Re: is it safe to create an object inside a function and pass out in std::vector?

From:

=?ISO-8859-1?Q?=D6=F6_Tiib?= <ootiib@hot.ee>

Newsgroups:

comp.lang.c++

Date:

Wed, 17 Nov 2010 16:28:52 -0800 (PST)

Message-ID:

<4d9f95e5-44ef-497b-98ce-890c0fdf631e@o14g2000yqe.googlegroups.com>

On Nov 16, 11:51 pm, Ruslan Mullakhmetov <tiaba...@gmail.com> wrote:

On 11/16/2010 1:52 AM, Ian Collins wrote:

On 11/16/10 11:45 AM, zl2k wrote:

hi, there,

Is it safe if I do like this

void PopulateVector(std::vector<Object> objs){
Object obj;
objs.push_back(obj);
}

Will the obj created inside of the function lost once I try to use it
outside of the function? I need the function to populate an empty
vector. Thanks for your comments.

Pass by reference:

void PopulateVector( std::vector<Object>& objs )
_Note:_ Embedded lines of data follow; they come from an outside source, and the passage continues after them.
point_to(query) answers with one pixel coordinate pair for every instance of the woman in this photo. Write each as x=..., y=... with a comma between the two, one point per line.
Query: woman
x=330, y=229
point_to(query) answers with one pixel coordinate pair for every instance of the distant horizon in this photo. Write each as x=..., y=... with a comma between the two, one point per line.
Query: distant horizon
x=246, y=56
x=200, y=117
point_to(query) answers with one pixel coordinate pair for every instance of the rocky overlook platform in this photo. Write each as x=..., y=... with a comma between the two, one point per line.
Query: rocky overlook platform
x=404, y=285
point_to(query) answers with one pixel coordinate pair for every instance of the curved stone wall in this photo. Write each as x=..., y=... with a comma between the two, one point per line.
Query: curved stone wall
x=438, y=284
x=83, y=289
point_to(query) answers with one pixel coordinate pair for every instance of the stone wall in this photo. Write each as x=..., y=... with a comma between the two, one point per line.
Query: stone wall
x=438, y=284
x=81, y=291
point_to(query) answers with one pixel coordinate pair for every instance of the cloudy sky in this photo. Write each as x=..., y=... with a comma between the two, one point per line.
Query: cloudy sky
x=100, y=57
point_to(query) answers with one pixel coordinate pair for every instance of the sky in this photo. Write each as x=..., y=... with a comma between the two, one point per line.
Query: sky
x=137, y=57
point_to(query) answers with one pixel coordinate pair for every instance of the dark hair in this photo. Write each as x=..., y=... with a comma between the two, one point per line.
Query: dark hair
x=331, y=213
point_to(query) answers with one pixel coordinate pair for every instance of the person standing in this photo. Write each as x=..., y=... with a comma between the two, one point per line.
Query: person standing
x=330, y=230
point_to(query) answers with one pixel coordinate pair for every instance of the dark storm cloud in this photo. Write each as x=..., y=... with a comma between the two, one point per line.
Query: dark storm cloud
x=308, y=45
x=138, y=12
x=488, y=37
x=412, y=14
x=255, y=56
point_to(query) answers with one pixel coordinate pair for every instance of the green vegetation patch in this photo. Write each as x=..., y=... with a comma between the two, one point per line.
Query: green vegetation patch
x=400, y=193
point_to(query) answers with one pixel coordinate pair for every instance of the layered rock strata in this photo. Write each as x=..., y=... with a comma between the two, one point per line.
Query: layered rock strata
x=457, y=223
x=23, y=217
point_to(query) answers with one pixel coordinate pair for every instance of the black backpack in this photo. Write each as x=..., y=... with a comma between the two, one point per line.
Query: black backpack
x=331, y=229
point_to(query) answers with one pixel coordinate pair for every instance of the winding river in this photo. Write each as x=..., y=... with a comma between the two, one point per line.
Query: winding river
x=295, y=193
Objects are copied into containers, so yes it will be OK.

You could also use pointer instead of reference if you know that param
is going to be changed.
As for me i do not use non-const references at all except operators
overloading. Using pointers you definitely know that object could be
changed or specify 0 (NULL) if you do not want return value.

Passing NULL as output parameter when caller does not want that output
is the way of C interface. In C++ it is rude when interface demands
parameters that caller does not have; in C++ you can have overloads.

by the way, i've read about such rule in google code style guide.

Some other style guides suggest to minimize amount of raw pointers and
avoid usage of unary &. I like such rules better.